Aku kemudian ditempatkan di ruang pemulihan, tidak boleh minum dan makan selama empat jam ke depan. Kakiku mati rasa, namun aku baik-baik saja.
Antibiotik dan obat penghilang rasa sakit yang disuntikkan membuat tubuhku menggigil bagai dibaringkan di dalam air es. Sebagian besar terasa gatal, namun suster tak membolehkanku menggaruknya karena itu efek sementara. Aku hanya boleh mengusapnya saja.
Setiap ada suster yang mengecek tekanan darahku, aku selalu bertanya jam berapa sekarang? kemudian aku meminta mereka mengizinkan suami dan anakku berkunjung bergantian.
Mas yang pertama masuk ke kamarku. Spontan mas memperlihatkanku foto si kembar. Mas bilang, mas sudah mengadzani si kecil satu per satu. Mas juga sudah mengabari ayah, papa, dan mama. Aku menangis bahagia melihat wajah-wajah mungil itu. Mereka kembar, namun tak begitu mirip satu sama lain, kembar nonidentik.
Tiga jam berlalu, aku mulai bisa menggerakan jari-jari kakiku dan mengangkat lutut naik turun sedikit demi sedikit. Setelah empat jam, mereka baru memindahkanku ke kamar rawat inap, sembari menunggu rooming in bersama si kembar. Di sana aku baru bisa tertidur nyenyak.
Finally Seeing My Babies
Petang menjelang pukul 18.00 WITA, usai dua suster membersihkan dan mengganti bajuku, aku mendengar suara dua kereta bayi didorong bersamaan di luar sana. Jantungku deg-dengan bertemu kedua anak lelakiku.
Menangis, aku kembali menangis ketika suster memanduku menyusui si abang, kemudian bergantian si adik. Mas dan ibu tak kalah haru melihat keduanya. Kakak Mae dengan ceria menyaksikan dua adik kecilnya telah lahir ke dunia.

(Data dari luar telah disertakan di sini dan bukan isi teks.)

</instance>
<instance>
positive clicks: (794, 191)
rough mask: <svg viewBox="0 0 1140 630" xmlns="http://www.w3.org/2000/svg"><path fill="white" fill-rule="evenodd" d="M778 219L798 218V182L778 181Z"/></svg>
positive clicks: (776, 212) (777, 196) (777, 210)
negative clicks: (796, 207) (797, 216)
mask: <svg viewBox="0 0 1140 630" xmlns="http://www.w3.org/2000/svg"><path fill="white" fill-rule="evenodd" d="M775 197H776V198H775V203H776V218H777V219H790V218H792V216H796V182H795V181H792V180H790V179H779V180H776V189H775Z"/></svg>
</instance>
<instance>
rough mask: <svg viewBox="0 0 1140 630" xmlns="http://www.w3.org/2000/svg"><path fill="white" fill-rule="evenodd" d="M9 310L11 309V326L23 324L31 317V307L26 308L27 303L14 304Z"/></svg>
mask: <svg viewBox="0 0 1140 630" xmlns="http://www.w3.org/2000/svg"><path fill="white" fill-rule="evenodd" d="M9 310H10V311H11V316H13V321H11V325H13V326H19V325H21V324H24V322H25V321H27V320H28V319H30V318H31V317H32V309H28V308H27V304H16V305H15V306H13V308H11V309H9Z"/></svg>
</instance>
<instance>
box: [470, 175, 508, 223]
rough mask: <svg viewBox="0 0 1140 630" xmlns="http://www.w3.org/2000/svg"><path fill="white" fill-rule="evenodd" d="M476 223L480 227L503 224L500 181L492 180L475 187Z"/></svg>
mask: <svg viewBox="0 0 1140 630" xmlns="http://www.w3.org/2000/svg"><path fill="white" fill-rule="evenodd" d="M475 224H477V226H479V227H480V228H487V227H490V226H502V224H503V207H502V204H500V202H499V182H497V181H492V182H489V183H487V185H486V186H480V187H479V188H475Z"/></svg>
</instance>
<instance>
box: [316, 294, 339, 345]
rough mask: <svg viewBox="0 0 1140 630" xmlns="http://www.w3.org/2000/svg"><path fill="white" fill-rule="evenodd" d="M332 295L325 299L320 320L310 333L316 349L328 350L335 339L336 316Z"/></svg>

Pada mereka kami berikan nama RASHIF MAINAKA BOGARA (abang) dan RANGIN MAINAKA BOGARA (adik).
Makna nama keduanya hampir sama, Rashif berarti pelindung, Rangin berarti perisai. Mereka berdua kelak akan menjadi pelindung dan perisai keluarga. Mereka kelak akan menjadi pemimpin-pemimpin yang melindungi sesama.
Mainaka berarti anak yang menyenangkan dan disenangi. Kami ingin mereka tumbuh menjadi anak yang ceria, anak yang bahagia, anak yang kehadirannya membuat orang-orang sekitar ikut bisa merasakan kebahagiaan yang mereka rasakan. Bogara tentu saja nama belakang papanya.
Welcome to our family jantung hati ibun. I promised you that I would always love you and try my best to raise you both into saleh, smart, n happy young men.